Your Opinion: Renounce white supremacy; remove the marker

Jan Schumacher

Jefferson City

Dear Editor:

Unfiltered hate is jarring to hear. But that's what City Council members listened to at a committee meeting Thursday when local businesswoman Jackie Coleman read aloud a horribly racist letter she received because of her support for removing the Confederate marker on Moreau Drive.

"Your name and actions are the definition of n-----. That's all you are - one big vocal troublemaker, just an old n----- Why don't you just move and leave our nice town? I don't belong to the KKK, but you are a good example and reason why they exist" the letter writer said, among other things, using the "N" word in all caps 16 times.

All of this to a woman who has a certified state business and served 15 years on the Jefferson City School Board of Education, was a charter member of the local Boys & Girls Club and is a wonderful human being.

It's unfortunate the Confederate marker has brought forward such vile sentiments, but should it be a surprise? It is one of many markers and monuments the United Daughters of the Confederacy erected to celebrate the Lost Cause mythology about the Civil War and advance white supremacy.

Kudos to the City Council members who have worked to remove this marker which has become a cancerous tumor in our city.

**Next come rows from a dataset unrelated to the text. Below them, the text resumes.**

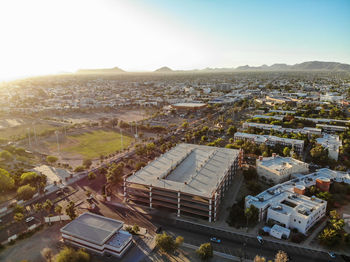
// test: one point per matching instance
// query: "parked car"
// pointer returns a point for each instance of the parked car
(260, 239)
(158, 230)
(28, 219)
(332, 254)
(215, 240)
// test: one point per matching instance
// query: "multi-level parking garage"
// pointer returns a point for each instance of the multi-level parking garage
(188, 179)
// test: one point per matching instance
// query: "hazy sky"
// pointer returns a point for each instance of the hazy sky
(50, 36)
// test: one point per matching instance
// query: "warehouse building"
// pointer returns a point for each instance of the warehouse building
(98, 234)
(188, 179)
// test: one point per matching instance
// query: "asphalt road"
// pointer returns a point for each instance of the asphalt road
(236, 244)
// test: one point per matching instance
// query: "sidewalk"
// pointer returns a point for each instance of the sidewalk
(219, 254)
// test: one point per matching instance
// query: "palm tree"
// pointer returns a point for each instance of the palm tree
(47, 254)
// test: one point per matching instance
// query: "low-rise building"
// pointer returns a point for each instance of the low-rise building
(332, 143)
(188, 179)
(98, 234)
(279, 169)
(331, 128)
(295, 144)
(286, 205)
(277, 128)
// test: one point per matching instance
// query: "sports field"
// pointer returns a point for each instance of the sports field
(95, 143)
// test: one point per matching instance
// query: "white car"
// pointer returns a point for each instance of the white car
(260, 239)
(332, 254)
(28, 219)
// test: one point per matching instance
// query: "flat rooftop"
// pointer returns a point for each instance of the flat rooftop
(52, 173)
(188, 168)
(92, 228)
(119, 239)
(266, 138)
(189, 105)
(279, 163)
(274, 195)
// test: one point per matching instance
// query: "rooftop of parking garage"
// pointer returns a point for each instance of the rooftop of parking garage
(193, 169)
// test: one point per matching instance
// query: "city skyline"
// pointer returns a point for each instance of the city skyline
(140, 35)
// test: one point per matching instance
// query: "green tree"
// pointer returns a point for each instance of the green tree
(6, 155)
(179, 241)
(51, 159)
(258, 258)
(252, 214)
(281, 256)
(87, 163)
(150, 147)
(79, 169)
(31, 178)
(25, 192)
(231, 130)
(165, 242)
(70, 210)
(70, 255)
(135, 229)
(47, 205)
(91, 176)
(6, 181)
(286, 151)
(205, 251)
(58, 209)
(47, 254)
(18, 217)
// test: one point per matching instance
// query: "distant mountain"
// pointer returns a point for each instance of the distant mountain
(164, 69)
(306, 66)
(317, 65)
(114, 70)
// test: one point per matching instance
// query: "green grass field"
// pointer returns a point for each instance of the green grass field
(93, 144)
(21, 132)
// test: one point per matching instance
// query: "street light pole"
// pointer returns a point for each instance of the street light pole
(58, 144)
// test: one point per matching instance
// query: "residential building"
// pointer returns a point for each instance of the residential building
(277, 128)
(98, 234)
(188, 179)
(279, 169)
(331, 128)
(332, 143)
(295, 144)
(286, 205)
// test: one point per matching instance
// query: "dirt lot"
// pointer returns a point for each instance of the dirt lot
(30, 248)
(125, 115)
(184, 254)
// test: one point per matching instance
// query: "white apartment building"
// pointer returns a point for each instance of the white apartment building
(332, 97)
(279, 169)
(286, 205)
(331, 128)
(332, 143)
(297, 145)
(277, 128)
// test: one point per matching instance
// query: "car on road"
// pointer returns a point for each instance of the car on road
(215, 240)
(158, 230)
(332, 254)
(260, 239)
(28, 219)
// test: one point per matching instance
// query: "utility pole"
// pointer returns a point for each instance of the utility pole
(58, 144)
(30, 144)
(36, 141)
(121, 138)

To council members who say they want a win-win situation for the marker, I ask them - as a city, do we want those who support white supremacy to "win?" And to those who claim they want diversity of thought, I ask, is racism the kind of diverse thought we want in our community?

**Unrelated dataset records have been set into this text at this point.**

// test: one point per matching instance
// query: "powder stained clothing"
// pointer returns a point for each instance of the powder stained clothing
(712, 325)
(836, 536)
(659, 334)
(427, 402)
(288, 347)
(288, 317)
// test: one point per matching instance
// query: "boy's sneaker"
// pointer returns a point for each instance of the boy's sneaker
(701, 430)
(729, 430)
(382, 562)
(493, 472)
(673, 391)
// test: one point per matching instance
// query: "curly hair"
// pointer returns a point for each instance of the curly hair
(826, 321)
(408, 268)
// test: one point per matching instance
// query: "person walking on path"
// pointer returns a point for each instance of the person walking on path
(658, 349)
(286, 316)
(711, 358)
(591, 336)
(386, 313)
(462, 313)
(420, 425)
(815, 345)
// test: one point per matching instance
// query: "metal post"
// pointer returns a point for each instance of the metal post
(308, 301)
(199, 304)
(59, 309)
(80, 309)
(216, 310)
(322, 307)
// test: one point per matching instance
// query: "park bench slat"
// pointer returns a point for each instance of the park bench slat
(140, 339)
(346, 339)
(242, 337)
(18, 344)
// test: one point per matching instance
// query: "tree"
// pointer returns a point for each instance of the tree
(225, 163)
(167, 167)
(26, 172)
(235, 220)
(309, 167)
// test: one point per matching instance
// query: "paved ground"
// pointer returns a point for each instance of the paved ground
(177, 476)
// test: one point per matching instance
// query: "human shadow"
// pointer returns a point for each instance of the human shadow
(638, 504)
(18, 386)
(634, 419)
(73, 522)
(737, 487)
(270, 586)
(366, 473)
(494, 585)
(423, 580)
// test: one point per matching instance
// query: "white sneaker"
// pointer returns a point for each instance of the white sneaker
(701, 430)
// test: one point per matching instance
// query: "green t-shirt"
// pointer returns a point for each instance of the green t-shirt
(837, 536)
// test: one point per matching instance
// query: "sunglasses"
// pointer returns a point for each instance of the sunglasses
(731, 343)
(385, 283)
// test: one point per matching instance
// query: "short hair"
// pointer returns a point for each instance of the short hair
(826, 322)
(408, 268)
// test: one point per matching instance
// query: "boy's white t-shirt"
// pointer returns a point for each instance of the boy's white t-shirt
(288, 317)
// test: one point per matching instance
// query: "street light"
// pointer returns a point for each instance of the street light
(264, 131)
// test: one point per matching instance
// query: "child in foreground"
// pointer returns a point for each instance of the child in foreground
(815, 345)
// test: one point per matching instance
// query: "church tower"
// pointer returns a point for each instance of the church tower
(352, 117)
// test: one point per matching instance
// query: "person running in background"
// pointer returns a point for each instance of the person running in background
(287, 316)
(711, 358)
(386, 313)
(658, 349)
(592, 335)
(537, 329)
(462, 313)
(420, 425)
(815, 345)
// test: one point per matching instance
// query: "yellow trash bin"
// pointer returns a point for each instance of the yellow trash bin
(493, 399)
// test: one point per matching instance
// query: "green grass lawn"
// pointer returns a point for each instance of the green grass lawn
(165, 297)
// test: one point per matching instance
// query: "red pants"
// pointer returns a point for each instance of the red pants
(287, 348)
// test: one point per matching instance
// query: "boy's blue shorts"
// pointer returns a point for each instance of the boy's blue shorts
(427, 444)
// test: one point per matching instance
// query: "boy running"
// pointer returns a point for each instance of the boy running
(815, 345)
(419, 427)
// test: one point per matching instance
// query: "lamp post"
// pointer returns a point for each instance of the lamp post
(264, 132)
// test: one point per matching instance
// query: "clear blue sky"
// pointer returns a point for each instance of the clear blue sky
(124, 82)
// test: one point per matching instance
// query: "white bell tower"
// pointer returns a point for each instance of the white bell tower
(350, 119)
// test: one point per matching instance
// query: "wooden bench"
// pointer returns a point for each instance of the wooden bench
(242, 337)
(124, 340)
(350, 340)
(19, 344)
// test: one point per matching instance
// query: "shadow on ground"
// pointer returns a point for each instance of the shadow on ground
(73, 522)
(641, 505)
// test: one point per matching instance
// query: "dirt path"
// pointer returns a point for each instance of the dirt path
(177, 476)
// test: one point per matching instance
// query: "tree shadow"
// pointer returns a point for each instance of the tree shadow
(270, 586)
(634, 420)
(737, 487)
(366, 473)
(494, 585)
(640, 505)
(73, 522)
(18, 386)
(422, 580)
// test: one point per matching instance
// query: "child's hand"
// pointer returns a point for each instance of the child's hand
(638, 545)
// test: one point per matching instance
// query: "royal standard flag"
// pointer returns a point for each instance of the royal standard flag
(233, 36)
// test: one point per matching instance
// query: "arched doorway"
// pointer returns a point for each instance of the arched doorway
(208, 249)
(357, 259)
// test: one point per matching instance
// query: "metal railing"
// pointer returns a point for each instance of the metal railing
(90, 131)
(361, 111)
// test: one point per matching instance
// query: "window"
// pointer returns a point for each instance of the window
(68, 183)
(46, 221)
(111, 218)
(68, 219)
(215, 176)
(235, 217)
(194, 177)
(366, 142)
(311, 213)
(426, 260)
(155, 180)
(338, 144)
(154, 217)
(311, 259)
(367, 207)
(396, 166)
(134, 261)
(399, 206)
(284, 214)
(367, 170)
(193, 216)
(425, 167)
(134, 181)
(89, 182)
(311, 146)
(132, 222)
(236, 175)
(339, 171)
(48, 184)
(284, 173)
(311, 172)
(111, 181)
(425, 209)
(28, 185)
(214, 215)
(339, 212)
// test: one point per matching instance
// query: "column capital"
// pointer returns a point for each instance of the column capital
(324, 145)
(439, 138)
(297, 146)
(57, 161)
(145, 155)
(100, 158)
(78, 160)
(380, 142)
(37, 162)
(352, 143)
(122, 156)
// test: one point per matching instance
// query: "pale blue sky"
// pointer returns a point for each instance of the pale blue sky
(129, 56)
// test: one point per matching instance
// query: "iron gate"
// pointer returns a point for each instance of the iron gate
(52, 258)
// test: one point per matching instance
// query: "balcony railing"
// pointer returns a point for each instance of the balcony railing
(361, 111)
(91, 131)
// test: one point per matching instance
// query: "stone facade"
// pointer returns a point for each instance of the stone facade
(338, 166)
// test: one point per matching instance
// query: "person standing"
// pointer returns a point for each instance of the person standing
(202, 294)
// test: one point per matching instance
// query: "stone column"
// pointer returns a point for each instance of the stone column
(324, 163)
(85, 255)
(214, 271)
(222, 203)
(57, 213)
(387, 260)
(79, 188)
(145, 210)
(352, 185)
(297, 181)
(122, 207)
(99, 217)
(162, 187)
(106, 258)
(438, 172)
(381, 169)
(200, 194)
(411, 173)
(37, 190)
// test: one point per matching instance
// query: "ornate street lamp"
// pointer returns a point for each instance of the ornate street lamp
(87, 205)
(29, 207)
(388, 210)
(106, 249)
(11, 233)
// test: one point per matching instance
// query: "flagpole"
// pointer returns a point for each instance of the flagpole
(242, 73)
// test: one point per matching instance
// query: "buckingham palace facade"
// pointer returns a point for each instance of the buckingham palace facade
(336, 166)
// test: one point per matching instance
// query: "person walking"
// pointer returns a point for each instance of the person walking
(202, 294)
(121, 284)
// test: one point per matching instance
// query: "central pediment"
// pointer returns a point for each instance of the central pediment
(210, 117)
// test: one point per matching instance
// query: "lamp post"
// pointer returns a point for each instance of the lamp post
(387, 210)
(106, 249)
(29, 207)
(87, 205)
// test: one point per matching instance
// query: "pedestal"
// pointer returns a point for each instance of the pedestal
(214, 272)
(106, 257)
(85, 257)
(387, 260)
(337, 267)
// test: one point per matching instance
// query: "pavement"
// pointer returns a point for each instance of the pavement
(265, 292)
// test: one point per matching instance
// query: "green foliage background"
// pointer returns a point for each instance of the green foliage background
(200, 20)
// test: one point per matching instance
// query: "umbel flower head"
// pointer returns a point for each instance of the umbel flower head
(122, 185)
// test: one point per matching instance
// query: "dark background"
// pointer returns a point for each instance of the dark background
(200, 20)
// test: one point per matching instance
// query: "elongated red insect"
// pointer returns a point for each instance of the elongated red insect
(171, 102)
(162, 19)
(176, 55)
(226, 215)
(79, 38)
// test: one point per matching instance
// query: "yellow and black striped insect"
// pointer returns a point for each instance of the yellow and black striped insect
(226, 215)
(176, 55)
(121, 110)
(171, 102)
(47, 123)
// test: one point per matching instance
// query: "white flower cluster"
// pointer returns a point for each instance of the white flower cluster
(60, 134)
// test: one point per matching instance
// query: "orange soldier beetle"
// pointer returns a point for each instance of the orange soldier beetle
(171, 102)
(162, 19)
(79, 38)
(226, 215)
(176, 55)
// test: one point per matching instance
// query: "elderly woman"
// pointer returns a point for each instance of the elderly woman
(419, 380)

To community members who wish to keep the marker - do you want this kind of divisive object to remain in our community when it is dredging up so much hate?

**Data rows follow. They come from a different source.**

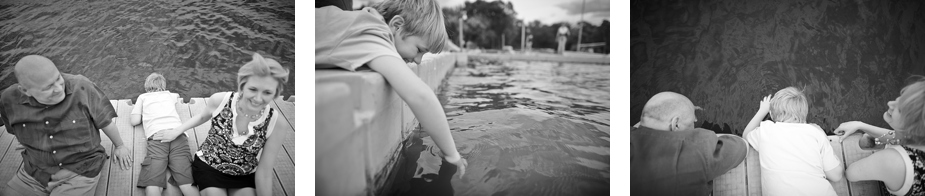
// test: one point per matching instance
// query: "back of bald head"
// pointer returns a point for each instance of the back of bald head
(33, 68)
(665, 105)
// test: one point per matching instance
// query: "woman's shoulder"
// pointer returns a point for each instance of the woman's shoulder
(218, 97)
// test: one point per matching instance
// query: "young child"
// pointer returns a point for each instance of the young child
(403, 33)
(796, 157)
(157, 109)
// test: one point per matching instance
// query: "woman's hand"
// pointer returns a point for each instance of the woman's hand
(765, 106)
(848, 128)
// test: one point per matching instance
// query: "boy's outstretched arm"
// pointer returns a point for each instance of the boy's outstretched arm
(763, 109)
(423, 103)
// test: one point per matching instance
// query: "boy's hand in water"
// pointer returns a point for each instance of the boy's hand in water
(765, 105)
(459, 162)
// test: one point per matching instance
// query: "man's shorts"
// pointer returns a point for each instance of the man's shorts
(174, 155)
(64, 182)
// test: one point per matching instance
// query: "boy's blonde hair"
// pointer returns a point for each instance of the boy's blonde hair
(259, 66)
(911, 105)
(155, 82)
(789, 105)
(422, 18)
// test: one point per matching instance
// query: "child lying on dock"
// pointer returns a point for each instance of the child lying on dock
(796, 157)
(403, 33)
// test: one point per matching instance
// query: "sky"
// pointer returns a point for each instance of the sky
(546, 11)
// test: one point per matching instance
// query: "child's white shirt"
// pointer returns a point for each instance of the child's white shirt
(158, 111)
(793, 158)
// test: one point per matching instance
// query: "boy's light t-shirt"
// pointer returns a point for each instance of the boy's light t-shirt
(350, 39)
(158, 111)
(793, 158)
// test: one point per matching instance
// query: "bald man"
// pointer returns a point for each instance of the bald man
(56, 118)
(669, 156)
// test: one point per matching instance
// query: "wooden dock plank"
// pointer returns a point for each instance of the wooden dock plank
(122, 181)
(139, 142)
(196, 106)
(183, 110)
(731, 183)
(11, 160)
(841, 187)
(285, 169)
(853, 152)
(753, 172)
(102, 185)
(288, 110)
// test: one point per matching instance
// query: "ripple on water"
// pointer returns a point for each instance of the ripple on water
(197, 45)
(526, 128)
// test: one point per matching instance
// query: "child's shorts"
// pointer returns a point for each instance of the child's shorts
(174, 155)
(207, 176)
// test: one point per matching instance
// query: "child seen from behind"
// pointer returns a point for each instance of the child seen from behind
(796, 158)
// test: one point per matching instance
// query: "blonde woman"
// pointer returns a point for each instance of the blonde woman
(238, 155)
(900, 165)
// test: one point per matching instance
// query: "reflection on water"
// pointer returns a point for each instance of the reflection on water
(526, 128)
(850, 57)
(197, 45)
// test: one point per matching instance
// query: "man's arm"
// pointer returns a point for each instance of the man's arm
(729, 152)
(121, 154)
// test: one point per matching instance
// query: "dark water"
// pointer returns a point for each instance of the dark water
(526, 128)
(851, 57)
(197, 45)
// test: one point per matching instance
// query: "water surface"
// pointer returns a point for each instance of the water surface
(526, 128)
(197, 45)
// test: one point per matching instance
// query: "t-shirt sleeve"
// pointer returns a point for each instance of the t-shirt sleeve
(136, 109)
(729, 152)
(752, 138)
(350, 39)
(829, 160)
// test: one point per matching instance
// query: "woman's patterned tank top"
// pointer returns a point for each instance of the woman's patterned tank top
(224, 155)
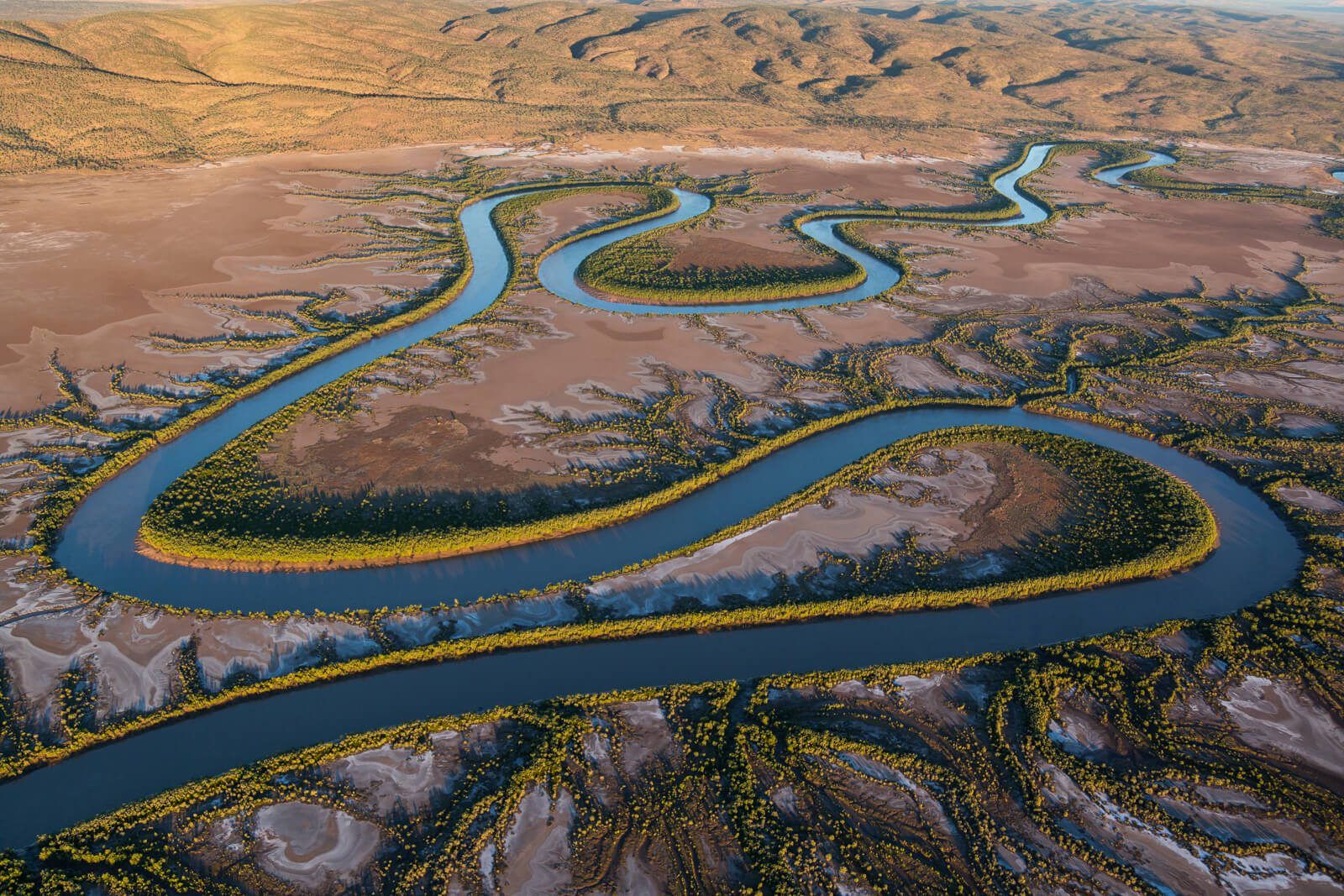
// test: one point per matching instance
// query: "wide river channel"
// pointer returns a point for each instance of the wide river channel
(1256, 557)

Even the National Trust for Historic Preservation has recognized that although Confederate monuments are designated historic, they should be removed from public spaces because they continue to serve the purposes for which they were built - to glorify, promote and reinforce white supremacy, overtly or implicitly.

Let's renounce white supremacy and remove this marker, and then move forward to make Jefferson City a place where people of all backgrounds and ethnicities are welcome.